Conversational commerce is expected to soar as the likes of OpenAI, Google, Amazon and Walmart are investing heavily in agentic experiences. Bain & Co. estimates that the agentic commerce market in the U.S. could reach $300 billion to $500 billion by 2030, making up roughly 15% to 25% of overall e-commerce. Brands spent the past two decades optimizing for Google search and Amazon rankings, and now they’re having to optimize for a new generation of e-commerce.

“The rise of agentic AI shopping is the single biggest disruption to e-commerce discovery since Google,” says Meyer. “But unlike SEO in its early days, the window to get ahead of this is still open.”

AI is disrupting discovery, but it hasn’t yet disrupted where purchases happen. Among consumers who have used AI for shopping, roughly half said their most recent AI-researched purchase occurred on Amazon, where scale, fast delivery and ingrained shopping habits keep customers sticky. Retailer websites such as Walmart and Target captured 17.6% of shoppers, while in-store accounted for 15.6% and brands’ sites 7.8%. 

Agentic commerce may be muscling in on discovery, but Amazon still owns beauty purchasing.

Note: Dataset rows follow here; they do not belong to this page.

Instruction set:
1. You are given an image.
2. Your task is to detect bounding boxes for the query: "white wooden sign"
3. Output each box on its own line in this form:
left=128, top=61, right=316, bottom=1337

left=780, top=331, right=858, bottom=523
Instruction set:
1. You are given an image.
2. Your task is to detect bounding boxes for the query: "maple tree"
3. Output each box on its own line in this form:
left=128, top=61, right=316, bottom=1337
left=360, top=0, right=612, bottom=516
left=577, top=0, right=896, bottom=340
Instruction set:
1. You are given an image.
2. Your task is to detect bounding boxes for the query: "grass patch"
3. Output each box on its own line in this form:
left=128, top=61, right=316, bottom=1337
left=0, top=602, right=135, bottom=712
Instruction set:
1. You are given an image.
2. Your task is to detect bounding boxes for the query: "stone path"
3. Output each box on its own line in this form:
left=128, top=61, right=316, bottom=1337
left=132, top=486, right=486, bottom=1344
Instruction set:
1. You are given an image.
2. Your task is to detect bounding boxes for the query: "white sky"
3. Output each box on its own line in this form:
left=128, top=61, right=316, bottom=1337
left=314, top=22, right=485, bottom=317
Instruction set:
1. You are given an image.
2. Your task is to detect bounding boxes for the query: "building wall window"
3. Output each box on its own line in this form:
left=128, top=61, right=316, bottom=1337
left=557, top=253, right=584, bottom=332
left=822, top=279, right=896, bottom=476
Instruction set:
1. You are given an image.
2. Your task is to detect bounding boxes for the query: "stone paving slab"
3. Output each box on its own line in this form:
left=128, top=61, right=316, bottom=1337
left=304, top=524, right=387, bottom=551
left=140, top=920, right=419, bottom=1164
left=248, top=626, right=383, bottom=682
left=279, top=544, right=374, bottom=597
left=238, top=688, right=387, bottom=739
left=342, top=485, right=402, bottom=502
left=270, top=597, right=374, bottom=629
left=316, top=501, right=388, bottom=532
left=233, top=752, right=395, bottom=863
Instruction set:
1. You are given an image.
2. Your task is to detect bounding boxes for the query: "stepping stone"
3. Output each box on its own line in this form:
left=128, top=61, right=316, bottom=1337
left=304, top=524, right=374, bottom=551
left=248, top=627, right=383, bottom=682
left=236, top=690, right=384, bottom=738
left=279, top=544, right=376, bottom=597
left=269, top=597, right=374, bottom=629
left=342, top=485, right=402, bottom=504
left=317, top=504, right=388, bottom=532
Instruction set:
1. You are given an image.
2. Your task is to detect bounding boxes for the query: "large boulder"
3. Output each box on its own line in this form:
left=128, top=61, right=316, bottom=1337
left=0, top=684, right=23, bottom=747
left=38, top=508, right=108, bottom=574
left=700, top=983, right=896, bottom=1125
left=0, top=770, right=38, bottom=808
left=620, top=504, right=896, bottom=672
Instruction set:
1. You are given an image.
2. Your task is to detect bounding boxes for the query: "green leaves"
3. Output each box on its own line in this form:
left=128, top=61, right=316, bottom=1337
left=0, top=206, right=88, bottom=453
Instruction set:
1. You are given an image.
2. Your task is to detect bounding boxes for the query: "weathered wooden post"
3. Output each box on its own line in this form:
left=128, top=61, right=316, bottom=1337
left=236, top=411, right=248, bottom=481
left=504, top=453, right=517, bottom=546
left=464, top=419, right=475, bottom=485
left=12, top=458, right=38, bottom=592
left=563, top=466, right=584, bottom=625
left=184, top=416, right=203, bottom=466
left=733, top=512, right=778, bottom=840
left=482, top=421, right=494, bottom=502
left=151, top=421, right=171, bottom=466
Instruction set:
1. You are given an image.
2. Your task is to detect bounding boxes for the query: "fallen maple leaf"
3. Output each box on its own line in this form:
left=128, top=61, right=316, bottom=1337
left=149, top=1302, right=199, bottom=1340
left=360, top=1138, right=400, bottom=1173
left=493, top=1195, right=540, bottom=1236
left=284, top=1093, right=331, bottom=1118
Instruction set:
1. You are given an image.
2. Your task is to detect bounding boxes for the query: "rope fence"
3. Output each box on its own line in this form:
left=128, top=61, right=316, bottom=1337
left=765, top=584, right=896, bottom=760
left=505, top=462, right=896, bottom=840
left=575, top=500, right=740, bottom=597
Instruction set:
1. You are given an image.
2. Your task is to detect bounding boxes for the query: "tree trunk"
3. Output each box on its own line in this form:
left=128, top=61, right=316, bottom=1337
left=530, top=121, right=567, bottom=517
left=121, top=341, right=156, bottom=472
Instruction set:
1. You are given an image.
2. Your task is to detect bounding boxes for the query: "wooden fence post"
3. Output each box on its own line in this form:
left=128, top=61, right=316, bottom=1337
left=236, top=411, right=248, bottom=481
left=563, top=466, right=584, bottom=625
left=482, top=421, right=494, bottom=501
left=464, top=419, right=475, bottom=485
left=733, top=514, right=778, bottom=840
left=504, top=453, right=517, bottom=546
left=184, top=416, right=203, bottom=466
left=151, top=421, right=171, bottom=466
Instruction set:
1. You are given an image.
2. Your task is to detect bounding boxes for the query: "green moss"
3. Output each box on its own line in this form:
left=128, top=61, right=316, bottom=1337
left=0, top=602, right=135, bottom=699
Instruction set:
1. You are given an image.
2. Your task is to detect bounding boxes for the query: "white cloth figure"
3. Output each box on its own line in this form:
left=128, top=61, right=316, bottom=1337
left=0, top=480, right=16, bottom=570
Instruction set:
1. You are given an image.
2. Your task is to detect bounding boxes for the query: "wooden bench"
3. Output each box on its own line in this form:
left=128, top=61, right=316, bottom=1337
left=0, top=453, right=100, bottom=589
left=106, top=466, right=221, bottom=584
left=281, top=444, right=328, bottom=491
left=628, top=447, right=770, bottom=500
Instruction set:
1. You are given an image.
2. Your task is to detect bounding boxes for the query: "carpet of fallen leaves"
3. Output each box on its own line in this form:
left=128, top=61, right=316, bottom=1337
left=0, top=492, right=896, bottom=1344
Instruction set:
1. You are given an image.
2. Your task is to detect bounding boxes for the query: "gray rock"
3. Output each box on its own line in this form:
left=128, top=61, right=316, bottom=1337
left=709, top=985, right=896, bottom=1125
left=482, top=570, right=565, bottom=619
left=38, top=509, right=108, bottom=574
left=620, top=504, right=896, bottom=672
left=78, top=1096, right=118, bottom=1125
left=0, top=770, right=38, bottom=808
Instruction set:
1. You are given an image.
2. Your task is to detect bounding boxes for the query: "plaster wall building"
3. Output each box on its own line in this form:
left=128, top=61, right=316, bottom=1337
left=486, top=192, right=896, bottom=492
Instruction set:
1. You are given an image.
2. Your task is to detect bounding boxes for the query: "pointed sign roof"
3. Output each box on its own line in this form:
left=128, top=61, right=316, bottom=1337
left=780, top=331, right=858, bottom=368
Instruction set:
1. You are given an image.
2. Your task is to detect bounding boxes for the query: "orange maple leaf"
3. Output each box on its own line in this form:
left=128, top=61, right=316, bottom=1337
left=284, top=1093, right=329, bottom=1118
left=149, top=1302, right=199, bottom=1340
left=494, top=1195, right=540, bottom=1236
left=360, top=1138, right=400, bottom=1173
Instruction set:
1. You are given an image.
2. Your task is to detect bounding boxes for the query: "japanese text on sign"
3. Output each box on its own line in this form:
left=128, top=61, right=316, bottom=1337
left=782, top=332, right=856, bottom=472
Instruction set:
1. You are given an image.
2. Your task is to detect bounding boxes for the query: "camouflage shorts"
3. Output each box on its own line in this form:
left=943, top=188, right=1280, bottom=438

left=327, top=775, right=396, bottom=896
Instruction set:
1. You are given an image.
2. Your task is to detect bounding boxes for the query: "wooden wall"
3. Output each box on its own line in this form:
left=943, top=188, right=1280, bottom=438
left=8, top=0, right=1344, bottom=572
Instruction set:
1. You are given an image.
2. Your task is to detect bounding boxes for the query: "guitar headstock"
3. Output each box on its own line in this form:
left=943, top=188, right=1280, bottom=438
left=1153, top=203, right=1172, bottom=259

That dynamic may not last forever as technology companies close the gap between search and checkout. OpenAI recently pulled back from its standalone Instant Checkout initiative to focus on discovery and merchant-controlled transactions, but Google continues to push into commerce through shopping integrations and checkout capabilities embedded in search and AI experiences.

“The separation between ‘AI decides’ and ‘AI transacts’ is temporary,” cautions Envision Horizons’ report. “The question isn’t whether AI will own checkout, it’s when, and whether Amazon’s pull on consumer habit is strong enough to outlast it.”

Although relatively few AI-influenced purchases occur on brand sites, Envision Horizons found that 14.1% of consumers visit those sites after conducting AI research to validate claims, browse product lines and get acquainted with a brand they may never have heard of before. For beauty brands, sites need to function less like digital storefronts and more like educational hubs moving forward. Ingredient information, clinical results, FAQs, product specifications and educational content are valuable not only to consumers, but to the AI systems interpreting those pages, too.